“Presence” is an important term because however much these technological environments mediate social interaction, ultimately they are grounded in the physical presence of human beings. The term “trust” plays into her analysis because some of these environments are evidently more reliable than others, which can be determined through the YUTPA of the social situation in question. While the author admits that “trust” is a blurry word, it came up naturally in the particular environments that served as her cases studies, the Galactic Hacker Party and the Seropositive Ball. These events were pioneering in using extensive internationally operating social networks mediated by technology — producing a hybrid of natural and mediated presences. Given the nature of the second event in particular, in which the lives of many sick people were at stake, it was often of vital importance that the communicated information via those networks was trustworthy. The reason to bring up this aspect of Nevejan’s theory is because in The Third Memory the aspect of trust is also at stake in the form of the quest for truth — trust and truth are related, although the first term is commonly used for relations between people, while the second is used for situations and concepts. Both concepts ideally set a standard for accountability and credibility.
While the Derridean-minded Huyghe does not uncritically accept the concept of truth (thus he is ultimately not interested in whether or not his crown witness is ‘trustworthy,’ whether he speaks the ‘truth’), nevertheless he admits that truth has a vital role to play in our ever-increasing mediated world where real presence and witnessed presence are hard to tell apart. Far from being paralyzed by this aporia of fact and fiction, however, in Huyghe mobilizes his remake as an artistic strategy to disentangle the whole media complex as such: an endless medial replay with the concept of truth constantly folding upon itself between the different levels of natural, mediated, and witnessed presence.

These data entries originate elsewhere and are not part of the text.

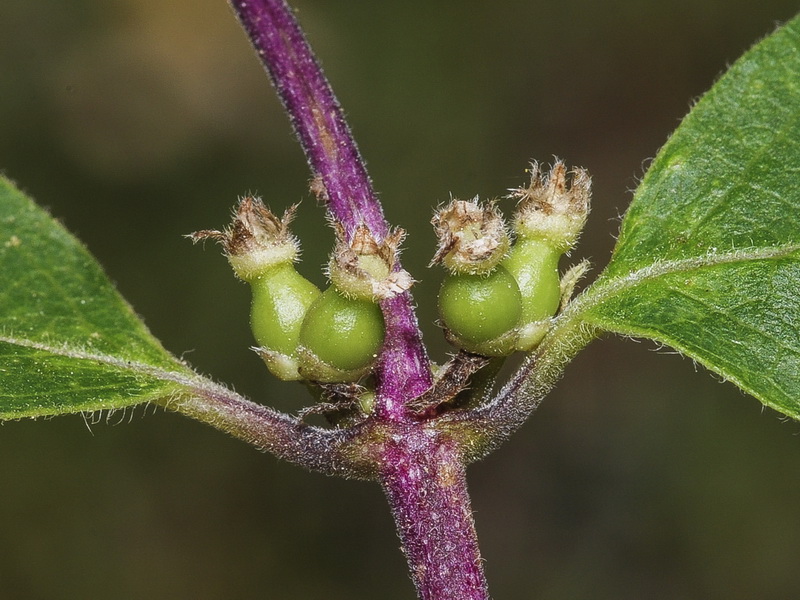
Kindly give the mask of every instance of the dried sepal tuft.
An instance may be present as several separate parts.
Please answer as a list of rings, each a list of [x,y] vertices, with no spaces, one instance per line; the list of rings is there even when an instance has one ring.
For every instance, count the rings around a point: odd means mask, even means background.
[[[228,227],[196,231],[189,237],[193,242],[219,242],[236,275],[252,281],[267,269],[297,259],[299,244],[289,231],[296,210],[297,205],[292,205],[278,218],[259,198],[245,196]]]
[[[452,200],[431,219],[439,247],[431,260],[454,273],[488,273],[508,252],[505,221],[494,201]]]
[[[514,232],[520,237],[547,240],[566,252],[578,240],[586,223],[591,199],[589,172],[573,168],[567,181],[564,163],[556,160],[549,173],[539,163],[531,163],[531,182],[527,188],[510,190],[518,199]]]
[[[347,241],[337,225],[336,247],[328,264],[331,283],[346,296],[372,302],[402,294],[414,283],[407,271],[398,268],[404,237],[402,229],[395,229],[378,242],[365,225],[359,225]]]

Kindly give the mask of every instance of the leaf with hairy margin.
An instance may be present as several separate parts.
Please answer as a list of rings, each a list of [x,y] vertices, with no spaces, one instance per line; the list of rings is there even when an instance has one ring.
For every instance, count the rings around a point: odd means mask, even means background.
[[[0,420],[167,399],[197,379],[83,245],[0,176]]]
[[[800,418],[800,17],[656,156],[579,319],[672,346]]]

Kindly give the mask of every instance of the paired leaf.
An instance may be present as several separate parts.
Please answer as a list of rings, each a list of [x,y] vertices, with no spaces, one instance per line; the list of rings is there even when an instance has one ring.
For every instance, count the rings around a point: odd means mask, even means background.
[[[651,338],[800,418],[800,17],[653,161],[579,318]]]
[[[0,177],[0,419],[122,408],[192,377],[80,242]]]

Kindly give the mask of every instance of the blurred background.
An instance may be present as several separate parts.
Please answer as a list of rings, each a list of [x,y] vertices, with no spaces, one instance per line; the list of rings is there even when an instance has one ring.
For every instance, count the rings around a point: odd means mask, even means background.
[[[431,206],[502,195],[530,159],[587,167],[573,260],[607,262],[649,158],[793,0],[297,0],[390,220],[434,358]],[[182,236],[237,196],[304,200],[288,121],[222,0],[3,0],[0,171],[75,232],[168,349],[295,411],[248,350],[248,289]],[[0,427],[0,597],[410,599],[374,484],[307,474],[141,408]],[[800,425],[650,343],[607,338],[470,469],[498,599],[770,599],[800,589]]]

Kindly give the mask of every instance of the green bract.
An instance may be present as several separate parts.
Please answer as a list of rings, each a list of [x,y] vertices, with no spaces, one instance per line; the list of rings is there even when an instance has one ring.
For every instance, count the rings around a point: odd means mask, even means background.
[[[300,374],[313,381],[355,381],[372,368],[385,330],[377,304],[328,288],[300,329]]]
[[[502,266],[488,275],[451,274],[439,291],[439,314],[450,341],[487,356],[511,354],[522,296]]]
[[[279,379],[302,379],[297,356],[300,326],[308,308],[319,298],[319,289],[291,263],[267,270],[250,285],[250,325],[259,354]]]
[[[502,265],[514,277],[522,298],[517,350],[531,350],[547,333],[561,302],[558,259],[561,252],[542,240],[518,239]]]

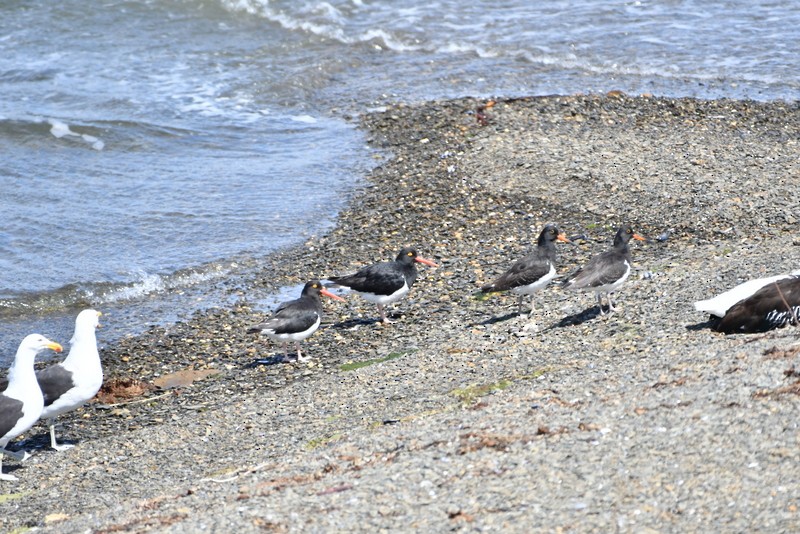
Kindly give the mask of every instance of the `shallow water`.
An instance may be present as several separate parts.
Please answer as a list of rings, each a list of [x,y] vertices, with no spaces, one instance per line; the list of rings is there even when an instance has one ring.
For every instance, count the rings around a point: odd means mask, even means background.
[[[224,304],[333,223],[387,101],[797,98],[791,3],[540,4],[0,1],[0,362],[82,307],[109,341]]]

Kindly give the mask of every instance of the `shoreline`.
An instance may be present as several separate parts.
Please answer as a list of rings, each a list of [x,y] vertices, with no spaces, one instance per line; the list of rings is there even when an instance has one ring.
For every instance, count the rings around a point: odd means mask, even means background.
[[[412,245],[440,267],[396,324],[326,301],[310,364],[253,365],[277,347],[246,334],[266,313],[244,300],[107,347],[107,381],[145,397],[60,419],[70,451],[4,462],[0,529],[797,528],[796,331],[723,337],[691,302],[796,268],[800,106],[532,97],[482,125],[484,103],[362,117],[388,158],[333,229],[231,288],[258,301]],[[586,236],[558,247],[560,276],[622,222],[651,237],[617,314],[555,283],[534,321],[472,298],[547,222]],[[217,374],[149,389],[189,369]]]

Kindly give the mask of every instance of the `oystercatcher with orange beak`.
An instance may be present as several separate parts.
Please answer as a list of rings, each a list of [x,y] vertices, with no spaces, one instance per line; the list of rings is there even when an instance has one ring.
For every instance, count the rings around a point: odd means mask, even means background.
[[[619,289],[631,274],[631,254],[628,250],[631,239],[646,241],[644,237],[635,233],[630,225],[622,225],[614,236],[614,246],[611,250],[589,260],[585,267],[578,269],[564,281],[564,287],[594,291],[597,294],[600,315],[604,314],[603,295],[606,295],[608,300],[608,312],[616,311],[611,294]]]
[[[417,279],[414,263],[438,267],[431,260],[417,254],[413,248],[406,247],[397,253],[394,261],[375,263],[345,276],[331,276],[328,287],[348,287],[361,295],[367,302],[378,306],[381,321],[389,323],[384,306],[402,299],[408,294]]]
[[[250,327],[247,332],[264,334],[272,341],[281,343],[284,353],[286,353],[286,344],[294,341],[297,349],[297,361],[308,361],[309,358],[304,357],[300,352],[300,342],[316,332],[322,322],[320,295],[344,300],[322,287],[319,280],[311,280],[303,287],[299,299],[282,303],[269,319]],[[289,359],[288,354],[285,359]]]
[[[539,234],[536,248],[514,263],[494,282],[481,287],[484,293],[496,291],[509,291],[519,295],[519,313],[522,314],[522,299],[525,295],[533,296],[556,276],[556,247],[555,242],[569,243],[569,239],[562,234],[554,224],[548,224]],[[536,304],[531,298],[531,312],[536,311]]]

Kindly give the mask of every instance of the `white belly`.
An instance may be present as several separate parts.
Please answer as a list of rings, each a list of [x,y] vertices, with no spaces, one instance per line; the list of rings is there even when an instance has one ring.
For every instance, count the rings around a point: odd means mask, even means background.
[[[613,282],[611,284],[605,284],[605,285],[602,285],[602,286],[593,287],[592,291],[594,291],[595,293],[613,293],[614,291],[619,289],[622,286],[622,284],[625,283],[625,280],[628,279],[628,276],[630,276],[630,274],[631,274],[631,264],[626,261],[625,262],[625,274],[623,274],[619,278],[619,280],[617,280],[616,282]]]
[[[50,419],[52,417],[57,417],[63,413],[67,413],[69,411],[82,406],[86,401],[94,397],[98,391],[100,391],[100,386],[103,385],[103,376],[100,375],[99,380],[95,380],[92,383],[84,383],[78,387],[74,387],[61,395],[58,399],[56,399],[53,404],[47,406],[42,410],[42,419]]]
[[[317,331],[317,328],[319,328],[320,321],[321,318],[317,316],[317,321],[310,327],[308,327],[306,330],[303,330],[302,332],[294,332],[291,334],[289,333],[276,334],[271,330],[264,330],[264,334],[266,334],[266,336],[270,338],[272,341],[278,341],[280,343],[286,343],[287,341],[303,341],[304,339],[306,339],[311,334]]]
[[[376,295],[375,293],[362,293],[361,291],[356,291],[361,295],[361,298],[366,300],[367,302],[371,302],[373,304],[391,304],[393,302],[397,302],[401,298],[405,297],[408,294],[408,284],[403,284],[403,287],[392,293],[391,295]]]
[[[547,286],[550,283],[550,280],[555,278],[556,276],[556,268],[550,264],[550,272],[548,272],[543,277],[539,278],[537,281],[533,282],[532,284],[528,284],[526,286],[519,286],[511,289],[511,293],[515,295],[533,295],[540,289]]]

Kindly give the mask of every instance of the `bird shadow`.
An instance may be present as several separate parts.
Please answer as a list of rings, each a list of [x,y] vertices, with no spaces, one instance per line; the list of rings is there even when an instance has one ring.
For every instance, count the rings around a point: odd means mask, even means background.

The Third Memory and other works by Huyghe thereby transcend what Benjamin Buchloh has called the spectacle value: “that condition in which media’s control of everyday life is mimetically internalized and aggressively extended to those visual practices that had previously been defined as either exempt from or oppositional to mass cultural regimes” (Buchloh 2001, p. 163). “Spectacle,” of course, is a term originally conceived by the situationist Guy Debord to describe the way in which society — including the social relations between people — is conditioned by the media, and everything and everyone has become part and parcel of its consequent spectacle: “The whole life of those societies in which modern conditions of production prevail presents itself as an immense accumulation of spectacles. All that was once directly lived has become mere representation” (Debord 1995, p. 12). Recognizing that it is not possible to counteract, or even reverse, media’s influence on art and culture at large — like Debord or Buchloh aspire — Huyghe puts his remake at work to interrogate media’s complex modes of operation and its processes of signification, to the point where the work of art becomes a self-reflexive instrument which operates as media’s critical consciousness.